Lane: Well it's tentatively entitled The Solace of Fierce Landscape: Studies in Desert and Mountain Spirituality. And I'm fascinated in that to look in the history of Christian spirituality how often the image of Moses going into the desert, up the mountain and into the dark cloud becomes a dominant metaphor for those periods, those experiences of emptiness, of brokenness in our lives. When we meet God beyond words, beyond image, in the dark place that ends up not being dark and empty at all, but being filled with God, as Moses found.

Talbot: And you talk about the unattainable mountain, paraphrasing C.S.Lewis' Surprised by Joy, being aware of that which we really can't attain.

Lane: You know, there's a little piece in the book about a wonderful sixth century monk named Cosmas Indicoipleusteus, who lived at the foot of Mt. Sinai and loved it, and yet realized that the mountain was a metaphor of a larger mountain beyond it that he never saw, only saw in his dreams, that he always longed for. And of course that mountain is God.

Talbot: You made a reference to the death of your father when you were only 13. How was the desert experience for you when you finally faced that reality and the need for closure?

Lane: My father's death was very violent and sudden and hard for me to cope with at that young age. But through my mother's slow death by cancer over the last few years, there's been an opportunity to go back to that and to let go of that grief, too. And that's been maybe one of the most profound experiences of deserts and healing for me.

Talbot: Now, you do go physically to the deserts today with your family. But you don't really have to make those kinds of journeys do you, to understand the kind of transformation that you're talking about?

Lane: I'm fascinated with the desert as desert, but also as metaphor. And as I said, it's the place that comes to us, the place of emptiness that we experience from time to time in our lives that we wouldn't ask for, but we find ourselves in. And it can blossom like a rose! That's the amazing thing.

Talbot: As a Presbyterian minister and professor of religious studies, you must tell us in our final moment what your own calling was about.

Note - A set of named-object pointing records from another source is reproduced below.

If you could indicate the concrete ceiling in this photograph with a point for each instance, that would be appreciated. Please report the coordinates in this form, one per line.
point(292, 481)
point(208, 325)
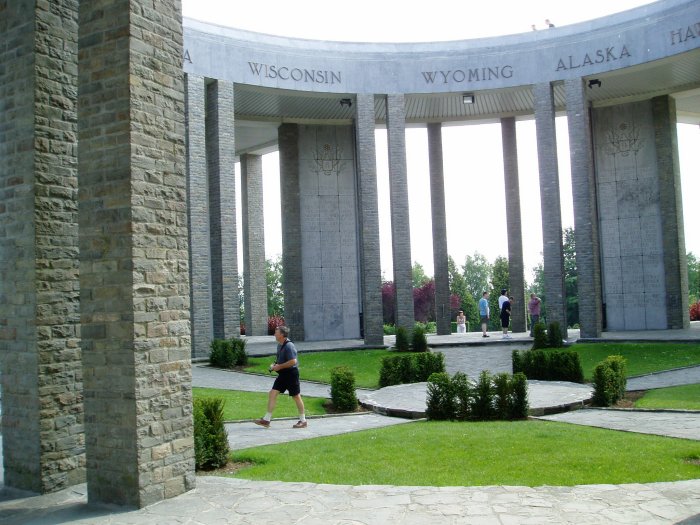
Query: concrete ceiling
point(259, 111)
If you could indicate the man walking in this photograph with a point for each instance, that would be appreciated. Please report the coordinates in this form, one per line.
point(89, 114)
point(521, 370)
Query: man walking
point(288, 379)
point(484, 313)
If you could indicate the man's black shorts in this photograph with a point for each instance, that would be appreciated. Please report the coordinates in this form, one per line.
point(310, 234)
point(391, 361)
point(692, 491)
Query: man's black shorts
point(288, 379)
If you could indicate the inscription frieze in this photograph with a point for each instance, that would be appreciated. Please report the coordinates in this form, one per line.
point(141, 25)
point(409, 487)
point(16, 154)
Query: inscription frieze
point(296, 74)
point(476, 74)
point(609, 54)
point(682, 35)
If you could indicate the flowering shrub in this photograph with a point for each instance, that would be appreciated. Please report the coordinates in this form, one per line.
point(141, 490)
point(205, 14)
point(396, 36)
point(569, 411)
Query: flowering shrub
point(695, 311)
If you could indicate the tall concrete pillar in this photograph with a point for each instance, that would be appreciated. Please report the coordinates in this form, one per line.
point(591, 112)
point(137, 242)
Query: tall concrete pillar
point(553, 250)
point(254, 274)
point(202, 325)
point(674, 256)
point(516, 266)
point(292, 274)
point(400, 218)
point(40, 357)
point(222, 209)
point(371, 271)
point(585, 210)
point(443, 313)
point(134, 282)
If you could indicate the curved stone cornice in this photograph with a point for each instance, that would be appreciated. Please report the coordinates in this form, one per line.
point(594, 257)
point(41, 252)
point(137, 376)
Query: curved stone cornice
point(645, 34)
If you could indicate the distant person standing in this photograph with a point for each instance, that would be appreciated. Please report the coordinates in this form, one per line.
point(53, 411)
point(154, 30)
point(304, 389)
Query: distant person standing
point(287, 379)
point(461, 323)
point(533, 308)
point(505, 316)
point(484, 313)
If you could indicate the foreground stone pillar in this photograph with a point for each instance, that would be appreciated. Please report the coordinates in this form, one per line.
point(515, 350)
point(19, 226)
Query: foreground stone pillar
point(40, 359)
point(675, 261)
point(516, 266)
point(400, 217)
point(590, 305)
point(443, 313)
point(222, 210)
point(254, 276)
point(292, 274)
point(133, 252)
point(553, 251)
point(371, 272)
point(198, 215)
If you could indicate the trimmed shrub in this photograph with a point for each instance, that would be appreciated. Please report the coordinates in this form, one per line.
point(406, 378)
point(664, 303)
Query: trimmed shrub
point(441, 400)
point(554, 338)
point(419, 340)
point(482, 401)
point(343, 389)
point(539, 333)
point(210, 437)
point(609, 381)
point(402, 339)
point(502, 395)
point(463, 396)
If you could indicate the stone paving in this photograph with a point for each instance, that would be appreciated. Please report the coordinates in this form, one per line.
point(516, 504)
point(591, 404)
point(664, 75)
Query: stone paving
point(223, 500)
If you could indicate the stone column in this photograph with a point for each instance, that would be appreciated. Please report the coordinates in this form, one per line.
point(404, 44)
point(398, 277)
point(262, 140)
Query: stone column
point(400, 218)
point(371, 271)
point(134, 282)
point(222, 209)
point(673, 238)
point(443, 314)
point(42, 410)
point(553, 250)
point(292, 275)
point(198, 218)
point(516, 267)
point(254, 274)
point(585, 210)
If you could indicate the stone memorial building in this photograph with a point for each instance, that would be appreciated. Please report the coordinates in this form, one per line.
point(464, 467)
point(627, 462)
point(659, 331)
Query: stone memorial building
point(120, 128)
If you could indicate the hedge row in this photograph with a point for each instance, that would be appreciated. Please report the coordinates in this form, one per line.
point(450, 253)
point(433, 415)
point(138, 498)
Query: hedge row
point(493, 397)
point(549, 365)
point(228, 353)
point(410, 368)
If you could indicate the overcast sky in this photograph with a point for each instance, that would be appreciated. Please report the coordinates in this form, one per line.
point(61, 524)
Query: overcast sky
point(475, 194)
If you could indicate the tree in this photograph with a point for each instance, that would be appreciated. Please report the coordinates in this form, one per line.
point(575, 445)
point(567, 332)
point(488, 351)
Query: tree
point(275, 294)
point(570, 276)
point(477, 274)
point(419, 277)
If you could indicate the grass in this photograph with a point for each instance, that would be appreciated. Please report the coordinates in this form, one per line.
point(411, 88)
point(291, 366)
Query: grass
point(685, 397)
point(642, 358)
point(251, 405)
point(317, 366)
point(530, 453)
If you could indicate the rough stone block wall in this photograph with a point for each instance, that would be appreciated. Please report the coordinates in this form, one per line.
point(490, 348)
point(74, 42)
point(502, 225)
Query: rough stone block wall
point(585, 210)
point(134, 253)
point(516, 265)
point(371, 273)
point(222, 209)
point(400, 222)
point(553, 251)
point(443, 312)
point(42, 420)
point(254, 271)
point(292, 277)
point(202, 327)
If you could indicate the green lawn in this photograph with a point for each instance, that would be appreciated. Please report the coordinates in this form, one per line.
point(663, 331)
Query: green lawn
point(685, 397)
point(317, 366)
point(642, 358)
point(530, 453)
point(252, 405)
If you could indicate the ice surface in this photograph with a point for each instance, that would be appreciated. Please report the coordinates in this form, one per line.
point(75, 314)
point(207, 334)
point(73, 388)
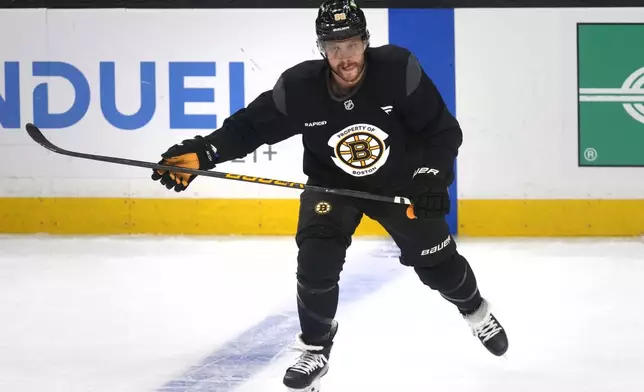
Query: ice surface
point(217, 314)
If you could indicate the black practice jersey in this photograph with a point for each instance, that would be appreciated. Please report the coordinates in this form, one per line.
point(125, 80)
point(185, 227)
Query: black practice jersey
point(371, 140)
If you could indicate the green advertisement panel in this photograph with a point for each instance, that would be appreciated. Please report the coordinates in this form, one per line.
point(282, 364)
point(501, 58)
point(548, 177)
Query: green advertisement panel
point(610, 71)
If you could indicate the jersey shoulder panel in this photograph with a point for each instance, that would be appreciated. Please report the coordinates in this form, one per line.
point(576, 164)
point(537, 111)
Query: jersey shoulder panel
point(292, 79)
point(306, 70)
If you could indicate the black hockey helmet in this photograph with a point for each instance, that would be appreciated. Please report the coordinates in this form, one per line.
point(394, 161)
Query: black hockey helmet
point(340, 19)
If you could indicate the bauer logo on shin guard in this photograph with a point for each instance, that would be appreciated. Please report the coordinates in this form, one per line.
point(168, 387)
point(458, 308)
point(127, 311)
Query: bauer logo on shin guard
point(437, 248)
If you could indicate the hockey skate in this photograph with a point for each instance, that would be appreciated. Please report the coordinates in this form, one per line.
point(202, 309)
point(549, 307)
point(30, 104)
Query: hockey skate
point(311, 365)
point(488, 329)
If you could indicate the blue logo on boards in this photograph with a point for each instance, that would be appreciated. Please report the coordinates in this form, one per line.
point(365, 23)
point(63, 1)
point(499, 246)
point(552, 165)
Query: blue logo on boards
point(178, 95)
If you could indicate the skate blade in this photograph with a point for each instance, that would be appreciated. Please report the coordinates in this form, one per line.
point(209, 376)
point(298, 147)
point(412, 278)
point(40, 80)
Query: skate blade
point(315, 387)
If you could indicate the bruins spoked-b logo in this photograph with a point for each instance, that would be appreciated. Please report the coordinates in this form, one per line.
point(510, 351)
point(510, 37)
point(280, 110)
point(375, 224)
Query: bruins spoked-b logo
point(322, 208)
point(360, 149)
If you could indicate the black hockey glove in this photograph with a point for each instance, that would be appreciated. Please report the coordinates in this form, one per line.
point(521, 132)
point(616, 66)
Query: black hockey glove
point(195, 153)
point(429, 194)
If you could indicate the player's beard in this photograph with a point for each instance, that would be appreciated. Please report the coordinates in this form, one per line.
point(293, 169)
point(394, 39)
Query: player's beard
point(349, 71)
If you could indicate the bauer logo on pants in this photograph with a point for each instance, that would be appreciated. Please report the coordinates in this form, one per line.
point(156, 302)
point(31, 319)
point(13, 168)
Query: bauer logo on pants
point(322, 208)
point(360, 149)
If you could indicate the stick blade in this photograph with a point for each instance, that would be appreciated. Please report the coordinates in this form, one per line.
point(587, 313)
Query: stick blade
point(36, 134)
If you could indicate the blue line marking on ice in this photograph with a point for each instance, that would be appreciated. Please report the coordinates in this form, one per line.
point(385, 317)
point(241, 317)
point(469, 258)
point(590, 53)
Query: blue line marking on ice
point(236, 361)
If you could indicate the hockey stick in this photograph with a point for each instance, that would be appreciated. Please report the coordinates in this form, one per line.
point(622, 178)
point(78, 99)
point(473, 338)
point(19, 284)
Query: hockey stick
point(37, 135)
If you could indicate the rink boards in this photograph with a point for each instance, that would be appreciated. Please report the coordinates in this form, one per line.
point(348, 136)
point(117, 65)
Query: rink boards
point(131, 83)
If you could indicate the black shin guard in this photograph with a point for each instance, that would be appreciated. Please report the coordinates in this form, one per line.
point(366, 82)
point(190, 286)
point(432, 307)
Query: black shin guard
point(455, 281)
point(316, 308)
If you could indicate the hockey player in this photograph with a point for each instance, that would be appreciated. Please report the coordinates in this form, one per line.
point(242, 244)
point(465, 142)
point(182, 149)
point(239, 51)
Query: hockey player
point(370, 120)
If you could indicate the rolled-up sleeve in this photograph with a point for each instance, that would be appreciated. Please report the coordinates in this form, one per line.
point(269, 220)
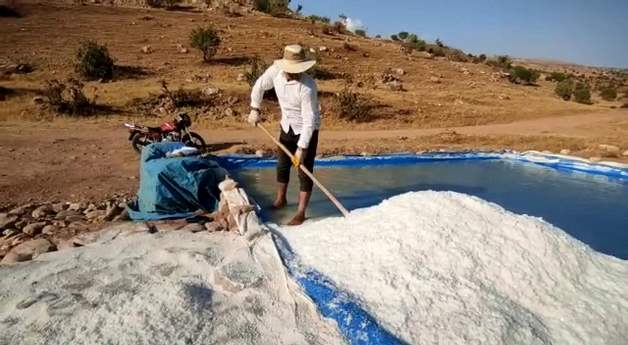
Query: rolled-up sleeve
point(263, 84)
point(310, 114)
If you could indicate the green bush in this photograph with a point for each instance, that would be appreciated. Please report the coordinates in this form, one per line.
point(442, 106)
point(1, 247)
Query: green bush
point(68, 98)
point(352, 106)
point(522, 75)
point(564, 89)
point(93, 61)
point(275, 8)
point(582, 93)
point(608, 93)
point(360, 32)
point(206, 40)
point(256, 69)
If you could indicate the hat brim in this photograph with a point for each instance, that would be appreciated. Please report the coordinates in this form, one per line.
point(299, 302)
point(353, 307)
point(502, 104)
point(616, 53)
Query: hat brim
point(294, 67)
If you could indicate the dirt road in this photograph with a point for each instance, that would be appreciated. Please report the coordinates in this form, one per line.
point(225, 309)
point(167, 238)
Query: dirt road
point(56, 161)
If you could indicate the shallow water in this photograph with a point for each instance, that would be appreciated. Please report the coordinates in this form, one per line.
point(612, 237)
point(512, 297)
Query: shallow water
point(590, 208)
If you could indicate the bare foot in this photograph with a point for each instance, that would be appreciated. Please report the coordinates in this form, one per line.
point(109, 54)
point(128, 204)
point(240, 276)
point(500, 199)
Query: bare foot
point(298, 219)
point(279, 204)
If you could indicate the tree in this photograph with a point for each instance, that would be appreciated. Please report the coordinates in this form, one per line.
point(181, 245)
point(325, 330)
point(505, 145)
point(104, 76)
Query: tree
point(206, 40)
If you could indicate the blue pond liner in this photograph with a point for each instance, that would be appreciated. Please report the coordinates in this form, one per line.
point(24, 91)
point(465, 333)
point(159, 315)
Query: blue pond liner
point(355, 323)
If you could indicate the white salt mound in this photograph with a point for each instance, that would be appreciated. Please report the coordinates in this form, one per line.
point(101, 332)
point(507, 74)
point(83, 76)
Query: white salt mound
point(447, 268)
point(165, 288)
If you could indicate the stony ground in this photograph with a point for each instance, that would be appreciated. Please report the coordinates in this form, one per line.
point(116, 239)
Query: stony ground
point(432, 104)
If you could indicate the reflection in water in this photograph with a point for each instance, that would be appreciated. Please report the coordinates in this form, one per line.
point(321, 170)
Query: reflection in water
point(590, 208)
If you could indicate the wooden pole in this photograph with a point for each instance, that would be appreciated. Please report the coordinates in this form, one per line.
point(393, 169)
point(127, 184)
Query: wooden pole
point(331, 197)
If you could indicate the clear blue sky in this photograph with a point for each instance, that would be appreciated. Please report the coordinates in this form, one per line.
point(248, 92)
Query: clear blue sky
point(592, 32)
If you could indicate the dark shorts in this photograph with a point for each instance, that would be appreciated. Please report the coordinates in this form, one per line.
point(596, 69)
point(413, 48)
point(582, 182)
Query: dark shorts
point(284, 163)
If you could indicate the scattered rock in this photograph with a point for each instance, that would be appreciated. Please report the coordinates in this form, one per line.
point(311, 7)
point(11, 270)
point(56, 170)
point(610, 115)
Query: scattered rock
point(435, 80)
point(399, 71)
point(42, 211)
point(211, 90)
point(49, 229)
point(33, 228)
point(146, 49)
point(28, 251)
point(7, 220)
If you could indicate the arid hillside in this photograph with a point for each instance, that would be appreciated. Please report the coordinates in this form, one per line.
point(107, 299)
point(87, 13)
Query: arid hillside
point(415, 101)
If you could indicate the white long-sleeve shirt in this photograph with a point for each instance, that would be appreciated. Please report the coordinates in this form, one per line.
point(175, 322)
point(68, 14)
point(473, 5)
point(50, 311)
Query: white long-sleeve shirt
point(298, 100)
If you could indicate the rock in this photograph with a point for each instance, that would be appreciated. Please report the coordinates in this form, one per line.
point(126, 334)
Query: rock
point(19, 211)
point(42, 211)
point(58, 207)
point(609, 150)
point(49, 230)
point(194, 227)
point(28, 251)
point(33, 228)
point(211, 90)
point(146, 49)
point(67, 213)
point(7, 220)
point(95, 214)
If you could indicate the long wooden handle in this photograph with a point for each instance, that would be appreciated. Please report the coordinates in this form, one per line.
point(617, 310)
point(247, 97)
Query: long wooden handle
point(331, 197)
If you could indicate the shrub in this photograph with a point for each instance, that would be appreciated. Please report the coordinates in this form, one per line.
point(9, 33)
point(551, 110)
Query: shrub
point(257, 68)
point(557, 76)
point(582, 93)
point(273, 7)
point(93, 61)
point(352, 106)
point(608, 93)
point(68, 98)
point(316, 18)
point(564, 89)
point(522, 75)
point(8, 11)
point(167, 4)
point(206, 40)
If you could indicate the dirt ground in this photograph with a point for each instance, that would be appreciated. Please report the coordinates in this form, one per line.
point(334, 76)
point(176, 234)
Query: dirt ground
point(44, 157)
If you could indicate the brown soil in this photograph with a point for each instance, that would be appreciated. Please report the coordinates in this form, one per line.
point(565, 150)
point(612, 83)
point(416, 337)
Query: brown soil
point(45, 157)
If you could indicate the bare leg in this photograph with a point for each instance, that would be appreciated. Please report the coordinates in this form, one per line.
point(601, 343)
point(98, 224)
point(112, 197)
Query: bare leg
point(280, 199)
point(304, 200)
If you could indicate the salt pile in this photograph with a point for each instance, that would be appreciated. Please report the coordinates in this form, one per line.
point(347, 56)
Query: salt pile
point(447, 268)
point(165, 288)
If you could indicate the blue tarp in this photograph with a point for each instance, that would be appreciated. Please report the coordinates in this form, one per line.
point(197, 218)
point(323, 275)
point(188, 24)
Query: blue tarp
point(173, 188)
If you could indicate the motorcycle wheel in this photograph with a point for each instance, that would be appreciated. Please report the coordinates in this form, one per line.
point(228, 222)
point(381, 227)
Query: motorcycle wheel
point(193, 140)
point(139, 141)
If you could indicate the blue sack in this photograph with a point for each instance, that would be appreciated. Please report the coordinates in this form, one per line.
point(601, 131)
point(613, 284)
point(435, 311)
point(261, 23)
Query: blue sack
point(173, 188)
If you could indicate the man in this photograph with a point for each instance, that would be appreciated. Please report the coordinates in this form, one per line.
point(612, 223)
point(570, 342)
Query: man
point(300, 121)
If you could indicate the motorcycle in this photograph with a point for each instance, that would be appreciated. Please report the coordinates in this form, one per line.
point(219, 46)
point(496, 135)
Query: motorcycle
point(176, 130)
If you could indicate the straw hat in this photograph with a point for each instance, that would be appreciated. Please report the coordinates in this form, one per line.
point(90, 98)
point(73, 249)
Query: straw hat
point(294, 60)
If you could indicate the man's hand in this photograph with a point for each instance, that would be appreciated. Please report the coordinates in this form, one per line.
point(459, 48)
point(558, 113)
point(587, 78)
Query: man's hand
point(254, 117)
point(298, 157)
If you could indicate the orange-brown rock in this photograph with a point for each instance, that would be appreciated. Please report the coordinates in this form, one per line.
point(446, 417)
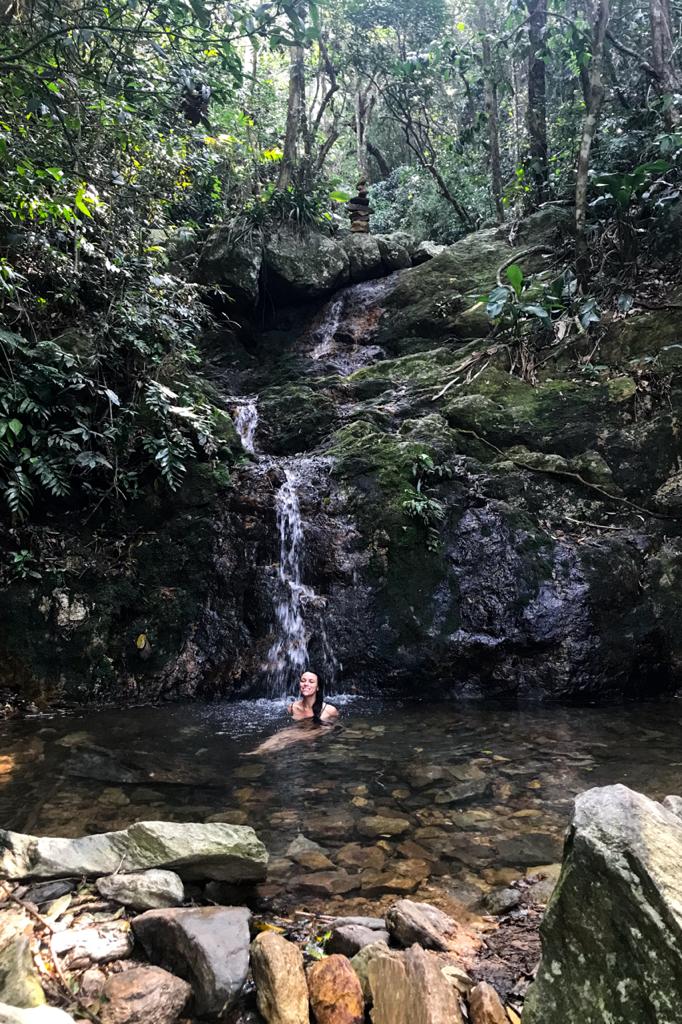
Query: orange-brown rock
point(282, 990)
point(485, 1006)
point(412, 989)
point(336, 995)
point(141, 995)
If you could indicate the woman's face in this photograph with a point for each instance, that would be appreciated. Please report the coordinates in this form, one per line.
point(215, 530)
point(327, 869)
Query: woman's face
point(308, 684)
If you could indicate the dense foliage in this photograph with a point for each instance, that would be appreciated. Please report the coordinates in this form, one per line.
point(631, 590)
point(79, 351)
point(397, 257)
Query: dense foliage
point(129, 128)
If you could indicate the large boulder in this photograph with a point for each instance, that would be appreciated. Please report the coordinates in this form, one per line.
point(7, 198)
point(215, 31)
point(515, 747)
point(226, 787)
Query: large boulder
point(365, 257)
point(223, 852)
point(336, 995)
point(207, 946)
point(304, 266)
point(233, 262)
point(621, 961)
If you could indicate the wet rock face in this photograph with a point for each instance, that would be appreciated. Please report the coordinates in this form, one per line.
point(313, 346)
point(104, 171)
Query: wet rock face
point(621, 962)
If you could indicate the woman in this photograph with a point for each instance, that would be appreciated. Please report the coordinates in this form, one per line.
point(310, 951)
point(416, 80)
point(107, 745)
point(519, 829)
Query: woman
point(310, 707)
point(312, 704)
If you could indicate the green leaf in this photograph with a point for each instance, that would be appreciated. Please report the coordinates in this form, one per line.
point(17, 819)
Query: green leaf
point(515, 278)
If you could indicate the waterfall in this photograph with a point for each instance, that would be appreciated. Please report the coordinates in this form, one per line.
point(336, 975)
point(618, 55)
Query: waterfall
point(297, 607)
point(246, 422)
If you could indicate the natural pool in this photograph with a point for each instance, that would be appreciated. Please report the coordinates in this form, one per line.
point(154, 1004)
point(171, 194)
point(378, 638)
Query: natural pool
point(441, 801)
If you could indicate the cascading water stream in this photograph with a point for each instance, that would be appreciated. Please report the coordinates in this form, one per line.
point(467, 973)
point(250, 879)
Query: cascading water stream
point(297, 607)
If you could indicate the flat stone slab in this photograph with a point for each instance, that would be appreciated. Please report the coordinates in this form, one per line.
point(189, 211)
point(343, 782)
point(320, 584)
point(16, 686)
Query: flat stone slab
point(217, 851)
point(206, 946)
point(143, 891)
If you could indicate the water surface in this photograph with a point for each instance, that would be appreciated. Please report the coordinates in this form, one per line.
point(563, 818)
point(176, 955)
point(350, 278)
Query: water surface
point(483, 794)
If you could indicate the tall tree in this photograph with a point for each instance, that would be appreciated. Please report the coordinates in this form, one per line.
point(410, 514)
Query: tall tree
point(537, 109)
point(599, 13)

Lane: Well, I served churches for about six years before teaching. I've been at St. Louis University for about 18 years and I love it. I love to tell stories. I love the history of spirituality. And in the time I've got left, I want to focus on place and story.

Talbot: Who inspired you most along the way?

Lane: A teacher I had in seminary who died of cancer himself at the age of 36. That was a traumatic experience for me in that last year when he knew he was dying, but taught me theology in a way that nobody else ever has.

Talbot: An important kind of connection, I see, that is very much a part of who you are today. Thank you, Dr. Belden Lane. Wonderful having you on the program.

Lane: Thank you, Lydia. A delight to be here.